Next-generation sequencing: a powerful tool for the discovery of molecular markers in breast ductal carcinoma in situ

Abstract

Mammographic screening leads to frequent biopsies and concomitant overdiagnosis of breast cancer, particularly ductal carcinoma in situ (DCIS). Some DCIS lesions rapidly progress to invasive carcinoma, whereas others remain indolent. Because we cannot yet predict which lesions will not progress, all DCIS is regarded as malignant, and many women are overtreated. Thus, there is a pressing need for a panel of molecular markers in addition to the current clinical and pathological factors to provide prognostic information. Genomic technologies such as microarrays have made major contributions to defining subtypes of breast cancer. Next-generation sequencing (NGS) modalities offer unprecedented depth of expression analysis through revealing transcriptional boundaries, mutations, rare transcripts and alternative splice variants. NGS approaches are just beginning to be applied to DCIS. Here, the authors review the applications and challenges of NGS in discovering novel potential therapeutic targets and candidate biomarkers in the premalignant progression of breast cancer.

Figure 1. Models of Malignant Progression of Normal Breast Epithelium to Carcinoma

Evidence from epidemiological, morphological and immunohistochemical studies has been used to develop several models to describe the progression from non-invasive DCIS to IDC. (Top) A linear model of progression that in sequential stages from normal epithelium to invasive carcinoma via hyperplasia and in situ carcinoma. The postulates of this hypothesis include that DCIS is a direct precursor of IDC and that atypical ductal hyperplasia is a direct precursor to low grade DCIS. In “non-linear” or “branched” models (Middle) DCIS is a progenitor of IDC, yet different grades of DCIS progress to corresponding grades of IDC. The low, intermediate and high grades can also be termed grades I, II, and III, respectively. There may also be further progression of IDC (pale arrows). The “parallel” model of progression (Bottom) hypothesizes that DCIS and IDC diverge from a common progenitor cell and progress independently through different grades in parallel.

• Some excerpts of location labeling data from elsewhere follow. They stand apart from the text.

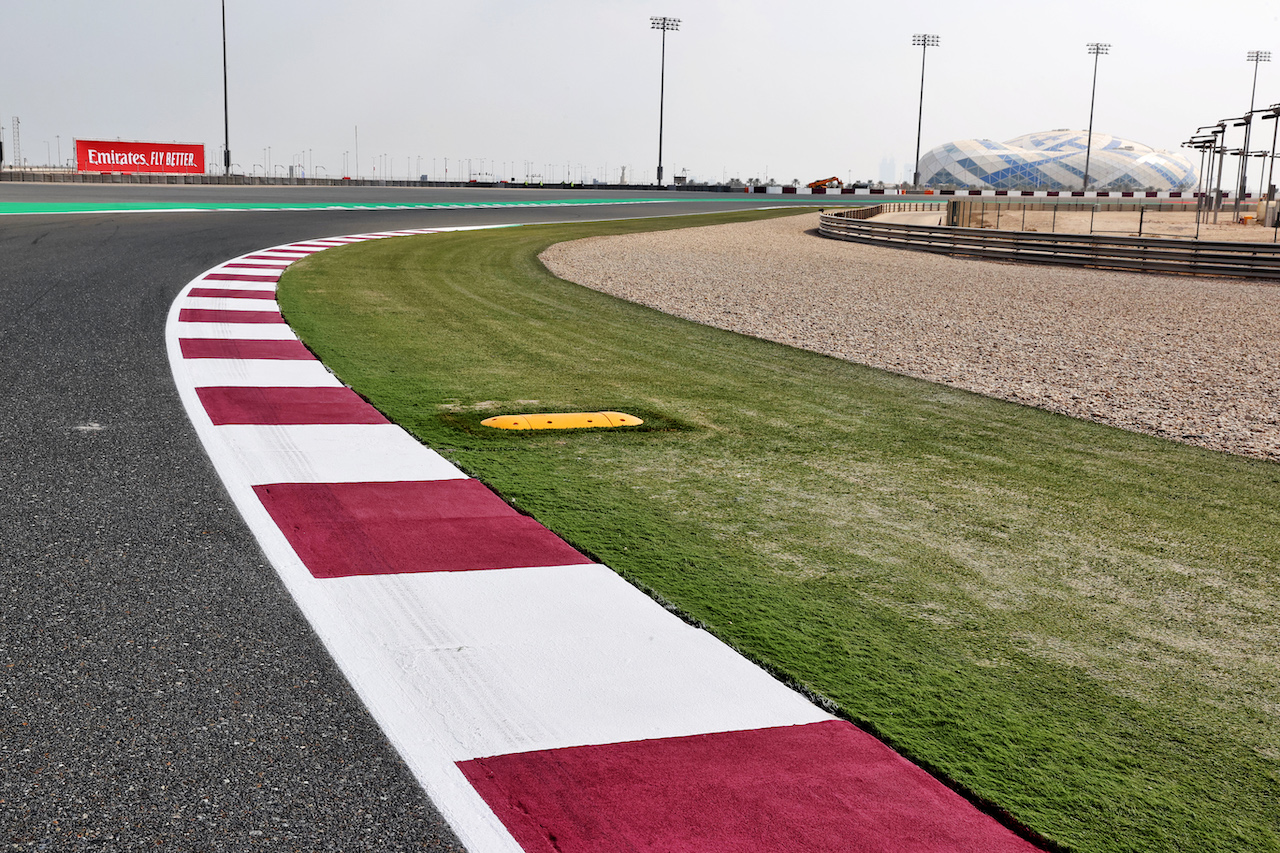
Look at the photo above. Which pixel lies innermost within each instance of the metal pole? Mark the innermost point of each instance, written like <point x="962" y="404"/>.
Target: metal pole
<point x="1097" y="49"/>
<point x="663" y="24"/>
<point x="1217" y="191"/>
<point x="923" y="41"/>
<point x="227" y="131"/>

Figure 2. Mammary Architecture and Microenvironment (MAME) Models for functional, live-cell imaging of DCIS-stromal interactions

Left: MCF10.DCIS human DCIS cells in an upper layer of reconstituted basement membrane (rBM) + 2% rBM overlay form dysplastic structures. CAFs are in a lower layer of collagen I. Middle: Human macrophages are added to the rBM layer. Right: Human microvascular endothelial cells are added to the rBM layer.

Figure 3

Co-citation interaction networks among the DCIS genes observed in NGS analysis of DCIS models [43]. The co-citation networks among 295 differentially expressed genes and PIK3CA TP53 AKT1 GATA3 MAP3K1 CBFB and RUNX1 7 were constructed using GePS with default parameters (Genomatix). The gene connections are based on previous published literature, i.e., the co-citations between two genes in the previous published literature that have been hand-curated. This network indicates the co-citations of the input genes. The up-regulated genes are shaded in warm colors (red, orange). The down-regulated genes are shaded cooler colors (blue, purple). CBFB does not appear in the network. PIK3CA TP53 AKT1 GATA3 MAP3K1, and RUNX17 are shaded yellow-brown. Of these TP53, GATA3, and RUNX1 encode transcription factors with the motif indicated. The upper panel shows the entire network formed. The circle indicates the region expanded in the lower panel. Note the number of genes which share transcription factor binding sites as indicated by the filled line terminators: diamonds indicate that gene A modulates gene B; arrowheads indicate that gene A activates gene B, and stopped circles that gene A inhibits gene B. This overview provides the opportunity to selectively evaluate the veracity of the resulting pathway.

Figure 4. Integrative flow chart for discovery of knowledge to personalize DCIS treatment therapy

The DCIS samples for NGS may come from experimental models or clinical samples (FFPE or fresh biopsy). Genes with similar expression patterns could be identified by RNA-Seq and the common promoter frameworks verified by ChIP-Seq. Combining systems bionetwork modeling approaches with clinicopathological characteristics, molecular genotype and phenotype, NGS results will help to discover / predict personalized therapy for DCIS patients.